I don’t get to return to my hometown of Edmonton very often these days, but when I do I am constantly amazed by how much has changed. I suppose this is true for most people when they return home, but Edmonton in particular has undergone tremendous growth in the past decade or so – owing mainly to the oil industry it would seem. It is bigger, sure, but seemingly more cosmopolitan than the city of my youth.
However, no matter how much the city has changed, the Edmonton Oilers hockey club still rules the roost. Growing up in Edmonton in the 80s, we were spoiled by the exploits of the Oilers. I even managed to be in the building for two of their five Stanley Cups between 1984-1990. Winning was simply taken for granted. The team has been poor for many seasons now – and has really never come close to matching their success of the 1980s – but their home rink continues to sell out for every game, at premium ticket prices of course!
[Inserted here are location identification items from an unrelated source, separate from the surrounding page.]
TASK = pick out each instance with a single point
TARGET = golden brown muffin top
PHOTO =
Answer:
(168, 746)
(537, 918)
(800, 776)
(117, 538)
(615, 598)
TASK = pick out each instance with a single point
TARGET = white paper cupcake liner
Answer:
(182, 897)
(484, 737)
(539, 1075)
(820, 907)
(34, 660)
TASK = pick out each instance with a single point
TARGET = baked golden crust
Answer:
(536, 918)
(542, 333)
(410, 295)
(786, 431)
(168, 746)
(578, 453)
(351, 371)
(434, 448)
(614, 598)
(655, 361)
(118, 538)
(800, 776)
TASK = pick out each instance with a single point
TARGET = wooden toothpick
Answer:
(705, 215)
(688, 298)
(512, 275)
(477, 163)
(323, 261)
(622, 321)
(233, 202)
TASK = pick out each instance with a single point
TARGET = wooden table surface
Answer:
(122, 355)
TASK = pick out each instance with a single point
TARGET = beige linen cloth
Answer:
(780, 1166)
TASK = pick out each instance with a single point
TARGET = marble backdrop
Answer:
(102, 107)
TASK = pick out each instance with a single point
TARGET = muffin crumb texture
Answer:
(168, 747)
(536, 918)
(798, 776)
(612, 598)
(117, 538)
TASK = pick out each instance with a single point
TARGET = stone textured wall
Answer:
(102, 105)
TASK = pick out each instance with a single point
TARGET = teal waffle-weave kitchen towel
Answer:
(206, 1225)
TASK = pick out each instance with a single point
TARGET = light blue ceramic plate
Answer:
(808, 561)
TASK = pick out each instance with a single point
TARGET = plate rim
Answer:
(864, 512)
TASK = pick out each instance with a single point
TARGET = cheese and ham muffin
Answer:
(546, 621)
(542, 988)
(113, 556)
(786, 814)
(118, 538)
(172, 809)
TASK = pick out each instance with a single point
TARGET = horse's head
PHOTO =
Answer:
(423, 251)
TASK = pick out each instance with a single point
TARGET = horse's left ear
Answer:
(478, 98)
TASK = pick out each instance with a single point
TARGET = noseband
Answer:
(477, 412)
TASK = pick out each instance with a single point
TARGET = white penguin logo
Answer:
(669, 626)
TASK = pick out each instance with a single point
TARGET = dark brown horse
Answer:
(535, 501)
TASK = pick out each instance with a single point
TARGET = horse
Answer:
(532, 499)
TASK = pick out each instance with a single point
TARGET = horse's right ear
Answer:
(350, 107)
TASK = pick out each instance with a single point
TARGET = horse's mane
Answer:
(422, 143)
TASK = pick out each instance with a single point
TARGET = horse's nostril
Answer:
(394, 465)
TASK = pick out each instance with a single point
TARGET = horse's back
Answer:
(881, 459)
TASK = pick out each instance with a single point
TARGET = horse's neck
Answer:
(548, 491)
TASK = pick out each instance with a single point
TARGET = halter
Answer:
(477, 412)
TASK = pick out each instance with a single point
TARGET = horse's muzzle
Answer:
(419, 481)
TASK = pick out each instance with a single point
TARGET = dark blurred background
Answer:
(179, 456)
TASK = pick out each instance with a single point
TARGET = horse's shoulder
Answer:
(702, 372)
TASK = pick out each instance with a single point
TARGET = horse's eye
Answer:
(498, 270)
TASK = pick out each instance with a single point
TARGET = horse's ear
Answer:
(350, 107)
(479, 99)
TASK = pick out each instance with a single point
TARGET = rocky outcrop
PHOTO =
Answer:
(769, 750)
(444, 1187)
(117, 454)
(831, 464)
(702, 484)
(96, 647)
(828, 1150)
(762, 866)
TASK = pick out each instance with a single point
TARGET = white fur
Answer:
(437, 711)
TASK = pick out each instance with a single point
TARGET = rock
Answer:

That being said, one event still haunts the city – the trade of Wayne Gretzky to the Los Angeles Kings on August 9, 1988. While we now tend to think of sports transactions as interesting – but not life changing – the Gretzky trade was unthinkable, unimaginable, and devastating. (ESPN’s 30 for 30 series featured an excellent documentary about the trade, should you be so inclined)
Gretzky hasn’t lived in Edmonton for 25 years, but he still seems to be everywhere. He has his own statue (which sparked debate about whether it should remain in its original location where he played, or move to the proposed new downtown arena) and road past Northlands Coliseum (now Rexall Place). The local broadsheet newspaper is running a “where were you” retrospective on the 25th anniversary of the trade. Even some of the opposition to the Oilers the move to a new arena centre on Gretzky – specifically the heritage fabric of the old rink, that the players of today are playing on the same ice as Gretzky did.
However, in my travels around town, I noticed that one key artefact of Gretzky’s Edmonton is no longer there. The Molson House, the location of the now infamous press conference when “The Trade” was announced, has been demolished. I suppose it is a bit sad to see it gone, though I never really thought about it as a site for preservation – even given its link to sport heritage. However, I would love to see a historical marker of some sort, as “The Trade” truly was a very important (although, perhaps, negative) part of not only Canadian sport – but Canadian history.